Paul Thomas Mann was born in Lübeck, the second son of Thomas Johann Heinrich Mann (a senator and a grain merchant) and his wife Júlia da Silva Bruhns (a Brazilian of German and Portuguese ancestry who emigrated to Germany when seven years old). His mother was Roman Catholic but Mann was baptised into his father's Lutheran religion. Mann's father died in 1891 and his trading firm was liquidated. The family subsequently moved to Munich. Mann attended the science division of a Lübeck Gymnasium (school), then spent time at the Ludwig Maximillians University of Munich and Technical University of Munich where, in preparation for a journalism career, he studied history, economics, art history and literature.[1]

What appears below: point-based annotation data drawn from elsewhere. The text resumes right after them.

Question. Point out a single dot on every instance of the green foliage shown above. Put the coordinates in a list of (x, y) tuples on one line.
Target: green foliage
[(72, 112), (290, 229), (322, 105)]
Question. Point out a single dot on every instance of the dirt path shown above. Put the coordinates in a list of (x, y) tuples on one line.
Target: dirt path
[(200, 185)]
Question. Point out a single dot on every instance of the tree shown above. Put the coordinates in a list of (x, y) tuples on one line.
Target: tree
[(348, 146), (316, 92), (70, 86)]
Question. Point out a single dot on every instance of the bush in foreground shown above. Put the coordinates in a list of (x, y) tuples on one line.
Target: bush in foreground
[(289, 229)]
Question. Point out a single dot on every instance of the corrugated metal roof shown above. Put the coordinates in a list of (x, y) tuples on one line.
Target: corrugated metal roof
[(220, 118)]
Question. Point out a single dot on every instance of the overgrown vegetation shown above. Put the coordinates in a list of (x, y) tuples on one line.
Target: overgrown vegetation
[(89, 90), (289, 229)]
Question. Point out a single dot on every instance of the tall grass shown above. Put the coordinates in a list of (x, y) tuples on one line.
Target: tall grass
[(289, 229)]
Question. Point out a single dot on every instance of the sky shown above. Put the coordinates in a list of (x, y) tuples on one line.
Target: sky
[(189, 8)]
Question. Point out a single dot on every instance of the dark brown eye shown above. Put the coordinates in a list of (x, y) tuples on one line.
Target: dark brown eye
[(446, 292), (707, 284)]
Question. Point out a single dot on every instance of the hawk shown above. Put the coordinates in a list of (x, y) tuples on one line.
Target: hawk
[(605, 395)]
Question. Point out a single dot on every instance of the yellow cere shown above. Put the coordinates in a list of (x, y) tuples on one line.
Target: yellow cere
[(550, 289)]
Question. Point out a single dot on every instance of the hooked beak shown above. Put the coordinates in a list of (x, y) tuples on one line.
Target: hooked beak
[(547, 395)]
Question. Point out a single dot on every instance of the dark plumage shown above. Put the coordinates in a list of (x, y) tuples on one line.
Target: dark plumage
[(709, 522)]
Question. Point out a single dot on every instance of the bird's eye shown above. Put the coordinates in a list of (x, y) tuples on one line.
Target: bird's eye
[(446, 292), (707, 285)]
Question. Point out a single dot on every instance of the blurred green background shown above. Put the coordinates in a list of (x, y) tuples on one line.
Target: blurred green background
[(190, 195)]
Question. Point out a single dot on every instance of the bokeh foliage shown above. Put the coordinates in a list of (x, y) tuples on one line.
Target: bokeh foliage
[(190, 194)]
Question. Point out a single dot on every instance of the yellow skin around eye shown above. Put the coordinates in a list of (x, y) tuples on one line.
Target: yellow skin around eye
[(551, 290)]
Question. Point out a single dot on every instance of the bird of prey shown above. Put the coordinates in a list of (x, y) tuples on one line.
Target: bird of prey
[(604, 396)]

Mann lived in Munich from 1891 until 1933, with the exception of a year in Palestrina, Italy, with his novelist elder brother Heinrich. Thomas worked with the South German Fire Insurance Company in 1894-95. His career as a writer began when he wrote for Simplicissimus. Mann's first short story, "Little Mr Friedemann" (Der Kleine Herr Friedemann), was published in 1898.

In 1905, Mann married Katia Pringsheim, daughter of a wealthy, secular Jewish industrialist family. She later joined the Lutheran church. The couple had six children.[2]


Children of Thomas Mann and Katia Pringsheim
Name Birth Death
Erika 9 November 1905 27 August 1969
Klaus 18 November 1906 21 May 1949
Angelus Gottfried Thomas "Golo" 29 March 1909 7 April 1994
Monika 7 June 1910 17 March 1992
Elisabeth 24 April 1918 8 February 2002
Michael 21 April 1919 1 January 1977

In 1929, Mann had a cottage built in the fishing village of Nidden, East Prussia (now Nida, Lithuania) on the Curonian Spit, where there was a German art colony and where he spent the summers of 1930–1932 working on Joseph and His Brothers. The cottage is a cultural center dedicated to him, with a small memorial exhibition. In 1933, while traveling in the South of France, Mann heard from Klaus and Erika in Munich, that it would not be safe for him to return to Germany. The family (except the two oldest children) emigrated to Küsnacht, near Zurich, Switzerland but received Czechoslovak citizenship and a passport in 1936. He then emigrated to the United States in 1939, where he taught at Princeton University. In 1942, the Mann family moved to Pacific Palisades, Los Angeles, California, where they lived until after the end of World War II. On 23 June 1944 Thomas Mann was naturalized as a citizen of the United States.